Но где-то за рамкой условного времени всё это сохранилось, как в
музее, и я надеюсь, что, следуя указательным стрелкам, выйду в знакомый двор, в
валенках с калошами, в дурацкой шапке, закрывающей уши, с новой пластмассовой
лопаткой и варежками на резинке: очень удобно, и так щекотно, как живые, убегают
они в рукав, правда, потом их приходится оттуда мучительно доставать. Я отыщу
натоптанный проход между двух бараков, построенных пленными немцами всего-то лет
за десять до моего рождения: наверное, чужой махорочный дух ещё не до конца
выветрился, и звуки губных гармоник витают под трухлявыми потолками, среди
кухонного чада и хлопанья дверей. Бараки - охристые, приятного и спокойного
европейского колера, но жизнь в них течёт кромешная, с запоями и драками, и
детей из этих вороньих гнёзд я опасаюсь. Обойду-ка их по дуге и посмотрю,
вытягивая шею, как за пустырём сбавляют ход, рассыпают звонки трамваи 27-го
маршрута, идущего к Тимирязевке - и встречного 23-го, который спешит на
Беговую.
Я отчётливо помню маленькие хитрости трамвайного завсегдатая: как
протаивать пяткой ладони смотровые окошки в заиндевевшем стекле, как ездить
зайцем и как жалобить контролёров, когда попался. Я помню хребтом железный скрип
колёс на повороте и то, как весь фанерный фонарик трамвая кренился и кряхтел,
заворачивая по ослепительно откатанной, незамерзающей рельсовой дуге. Под
жёсткими досками неудобных скамеек индевели безжизненные короба неработающих
печек, и пар синевато извергался из пасти людей-драконов, превращённых
косыгинской лёгкой промышленностью в одинаковые чёрные кули.
Теперь я знаю,
что где-то была совсем другая жизнь и другая нищета: там отбирали паспорта,
чтобы молодёжь не сбежала в город, там иначе мёрзли и иначе зарабатывали на хлеб
и макароны. Но сам я до мозга костей горожанин, до позорных инстинктов -
неисправимый столичный совок. Я вырос в серых ущельях улиц, не знавших рекламной
пестроты, с тусклыми мигающими фонарями, под серым небом вечной непогоды. Я
ходил в школу и ездил в гости мимо гигантских плакатов с румяными рабочими; я
рос в изоляции родительской любви и заботы, среди книг и рисунков, но всё равно
мне перепадали крупицы понимания и памяти старших, переживших войну и эвакуацию,
карточки и чистки. Они радовались добытому куску сыра, пакету гречневой крупы; а
коричневая дубинка «сухой колбасы» с сучками жира, сырокопчёная волшебная
палочка, превращала любое застолье в праздник.

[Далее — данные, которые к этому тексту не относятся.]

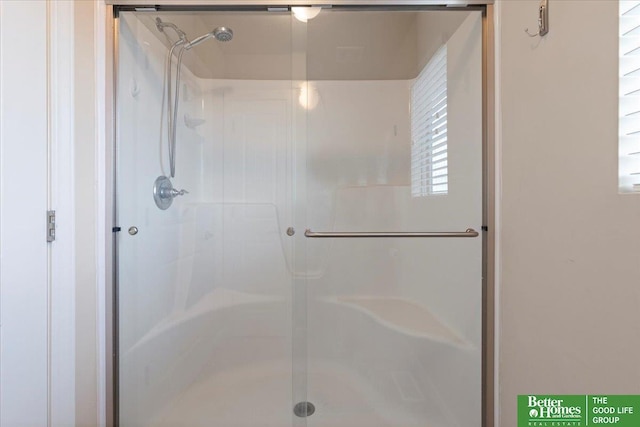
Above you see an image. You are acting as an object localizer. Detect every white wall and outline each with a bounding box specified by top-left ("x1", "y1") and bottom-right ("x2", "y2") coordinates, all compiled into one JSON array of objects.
[
  {"x1": 497, "y1": 0, "x2": 640, "y2": 427},
  {"x1": 0, "y1": 2, "x2": 49, "y2": 426},
  {"x1": 74, "y1": 1, "x2": 98, "y2": 426}
]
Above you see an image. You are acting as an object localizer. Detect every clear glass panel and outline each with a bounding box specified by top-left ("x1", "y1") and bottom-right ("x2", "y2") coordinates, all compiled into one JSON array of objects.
[
  {"x1": 303, "y1": 9, "x2": 482, "y2": 427},
  {"x1": 117, "y1": 12, "x2": 306, "y2": 427}
]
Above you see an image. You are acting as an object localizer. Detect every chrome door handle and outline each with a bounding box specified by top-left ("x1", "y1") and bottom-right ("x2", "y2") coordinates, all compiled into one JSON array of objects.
[{"x1": 304, "y1": 228, "x2": 479, "y2": 238}]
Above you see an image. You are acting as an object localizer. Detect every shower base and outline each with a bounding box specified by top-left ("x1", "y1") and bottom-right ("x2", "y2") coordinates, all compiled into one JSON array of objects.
[{"x1": 151, "y1": 364, "x2": 440, "y2": 427}]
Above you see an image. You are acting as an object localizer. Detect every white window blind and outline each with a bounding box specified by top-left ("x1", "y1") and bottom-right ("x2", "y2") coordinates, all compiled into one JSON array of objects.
[
  {"x1": 411, "y1": 45, "x2": 449, "y2": 197},
  {"x1": 618, "y1": 0, "x2": 640, "y2": 192}
]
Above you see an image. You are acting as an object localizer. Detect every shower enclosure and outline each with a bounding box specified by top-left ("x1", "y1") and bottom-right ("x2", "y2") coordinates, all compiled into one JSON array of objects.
[{"x1": 114, "y1": 6, "x2": 487, "y2": 427}]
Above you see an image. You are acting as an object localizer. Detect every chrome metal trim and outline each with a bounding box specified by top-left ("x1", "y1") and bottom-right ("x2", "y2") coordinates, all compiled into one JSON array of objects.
[
  {"x1": 304, "y1": 228, "x2": 479, "y2": 238},
  {"x1": 105, "y1": 0, "x2": 495, "y2": 5}
]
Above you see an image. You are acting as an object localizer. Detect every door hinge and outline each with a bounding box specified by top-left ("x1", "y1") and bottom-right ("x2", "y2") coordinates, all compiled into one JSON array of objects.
[{"x1": 47, "y1": 211, "x2": 56, "y2": 242}]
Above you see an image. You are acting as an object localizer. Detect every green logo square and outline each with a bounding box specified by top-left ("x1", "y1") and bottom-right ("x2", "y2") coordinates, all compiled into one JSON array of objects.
[{"x1": 518, "y1": 394, "x2": 640, "y2": 427}]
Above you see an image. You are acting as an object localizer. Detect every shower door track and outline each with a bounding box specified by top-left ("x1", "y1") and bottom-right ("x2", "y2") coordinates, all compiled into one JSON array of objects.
[{"x1": 104, "y1": 0, "x2": 496, "y2": 427}]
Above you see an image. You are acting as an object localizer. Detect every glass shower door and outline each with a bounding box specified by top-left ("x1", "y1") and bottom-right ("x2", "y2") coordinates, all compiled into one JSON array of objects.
[
  {"x1": 297, "y1": 8, "x2": 482, "y2": 427},
  {"x1": 116, "y1": 11, "x2": 305, "y2": 427}
]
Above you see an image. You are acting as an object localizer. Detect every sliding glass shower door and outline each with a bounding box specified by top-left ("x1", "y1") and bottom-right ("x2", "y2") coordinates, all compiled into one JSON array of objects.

Зимы исчислялись короткими
перебежками от выходных до выходных. Ведь по воскресеньям мы ездили за город на
электричке, с лыжами, чьи острые мордочки были спрятаны в сшитые мамой мешки на
тесёмках. Оббитые жестью носы лыжных ботинок клацали об железные подножки
трамваев и поездов, их кожаные подмётки скользили по пластику пола. У отца за
спиной болтался бурый рюкзак, и в нём до поры таился боезапас лучшего в мире
пиршества: бутерброды с варёной колбасой на сером хлебе и китайский термос с
остывающим кофе. Мы выходили на облизанной ветром потрескавшейся платформе с
розовой будкой кассы и ржавым расписанием поездов. Двери вагона с лязганьем
закрывались, и электричка, по-рабойничьи свистнув в два пальца, улетала в
воронку пурги. Нужно было с риском для жизни спуститься по заледеневшей лесенке,
встать на лыжи, потрудиться ногами и руками, далеко ушагать в лес по лоснящейся
лыжне, замёрзнуть и устать - и только тогда, на исходе детского терпения, всегда
неожиданно, мама втыкала палки, как гарпун, в пушистую спину сугроба, и надевала
на их верхушки мокрые, покрытые катышками льда варежки: привал! И вот, не
отстёгивая лыж, балансируя на них посреди весёлого белого пространства, под
сверкающим на солнце конфетти снежинок с берёзовых ветвей, я получал свой
бутерброд и обжигающую губы металлическую крышку от термоса, в которой плескался
главный напиток туриста - кофе со сгущенным молоком...
Как же было вкусно!
Этого не передать никаким высоким слогом, никакими раблезианскими ужимками. Ни
французские рестораны будущего, ни импортные повара ущербных российских
миллиардеров так и не создадут ничего равного этими нищими бутербродами,
поглощёнными стоя, на обдирающем щёки подмосковном ветру. Благословляю
нетопленые воскресные электрички и весёлые компании лыжников, по одному
убегавших в лес; всем сердцем тоскую по священной простоте нашего быта и
полновесной радости нашего бытия.
В гулком музее Царствия Божия, среди
высоких достижений духа, среди картин и икон, мрамора и бронзы есть, надеюсь, и
такая экспозиция: «Социализм с человеческим лицом». Должна быть, во всяком
случае. Попроситься, что ли, туда смотрителем, пенсионером в униформе, со
слезящимися глазами и полным набором баек на все случаи жизни, для экскурсии
любого состава и происхождения... Только там я придусь к месту, только там всегда
найду, чем занять своё памятливое воображение. Только там, у стендов с личными
вещами моей семьи, я хотел бы переворачивать песочные часы вечности, дожидаясь
встречи с теми, кого помню и люблю.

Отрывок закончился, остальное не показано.